Background: Multiple factors can lead to overuse of diagnostic imaging for venous thromboembolism (VTE). These include fear of missing a potentially fatal diagnosis, low predictive accuracy of clinical gestalt, prediction rules, and risk assessment models for VTE, and increased access to imaging. Diagnostic imaging for deep venous thrombosis (DVT) with doppler ultrasonography, or for pulmonary embolism (PE) with computed tomography angiography (CTA) of the chest or ventilation/perfusion (V/Q) scans, involves exposing the patient to radiation and contrast agents (with risk of nephropathy or allergic reactions), besides causing patient discomfort, and adding to the healthcare costs. We define diagnostic yield as the proportion of diagnostic tests for VTE that report positive results for VTE. The objective of this study is to assess the diagnostic yield of imaging for VTE in a large population-health database, and to determine the patient characteristics associated with low or high diagnostic yield of imaging for VTE.

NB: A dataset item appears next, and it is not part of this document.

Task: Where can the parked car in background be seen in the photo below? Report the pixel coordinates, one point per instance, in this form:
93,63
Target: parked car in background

Methods: This is a retrospective cohort study using claims data from Optum Clinformatics™ Data Mart between October 2015 and June 2019. We included any patient encounter where a diagnostic imaging for VTE was performed. We excluded encounters with a diagnostic imaging for VTE in the prior 3 months, as they could be a follow up scan for a known VTE. We conducted a descriptive analysis to assess the prevalence of VTE and used generalized estimating equations logistic regression model to assess the association between the known predictors or predisposing factors for VTE and finding VTE on diagnostic imaging.

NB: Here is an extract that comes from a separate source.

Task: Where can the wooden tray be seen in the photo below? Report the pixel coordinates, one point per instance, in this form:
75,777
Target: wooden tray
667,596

Results: Between October 2015 and June 2019, 1,502,417 doppler ultrasonograms of the extremities, 620,527 CTA of the chest, and 89,736 V/Q scans were performed. Within 3 months of the first test, 23.2% of the patients had ≥1 repeat doppler ultrasonograms, 25.5% had ≥1 repeat CTA of the chest, and 41.6% had ≥1 repeat V/Q scans. Of the tests performed in the emergency room (ER), inpatient, and outpatient setting, DVT was reported in 10.4%, 16.9%, and 6.5% of the tests, respectively, and PE was reported in 6.4%, 18.7%, and 8.8% of the tests, respectively. Of the doppler ultrasonograms performed in the ER, inpatient, and outpatient setting, D-dimer was ordered in 11.9%, 3.9%, and 2.6% of the patients, respectively. Of the diagnostic tests for PE performed in the ER, inpatient, and outpatient setting, D-dimer was ordered in 43.0%, 10.2%, and 11.5% of the patients, respectively. Of the patients who had a doppler ultrasonograms of the extremities, low diagnostic yield was more likely in females, non-white, those with a history of VTE, obesity, heart failure or acute myocardial infarction, and pregnant women; whereas high diagnostic yield was more likely in those with a history of cancer, surgery, central venous access, thrombophilia, respiratory failure, inflammatory bowel disease, and prescription of hormones (Figure 1). Of the patients who underwent imaging to detect PE, low diagnostic yield was more likely in females and those with a history of VTE; whereas high diagnostic yield was more likely in those with a history of cancer, surgery, central venous access, thrombophilia, obesity, heart failure or acute myocardial infarction, varicose veins, and prescription of hormones (Figure 2).
Conclusions: The diagnostic yield of imaging for VTE was low, especially in the ER and outpatient settings. One of the limitations of this study is that the indication for the imaging could have been unrelated to VTE.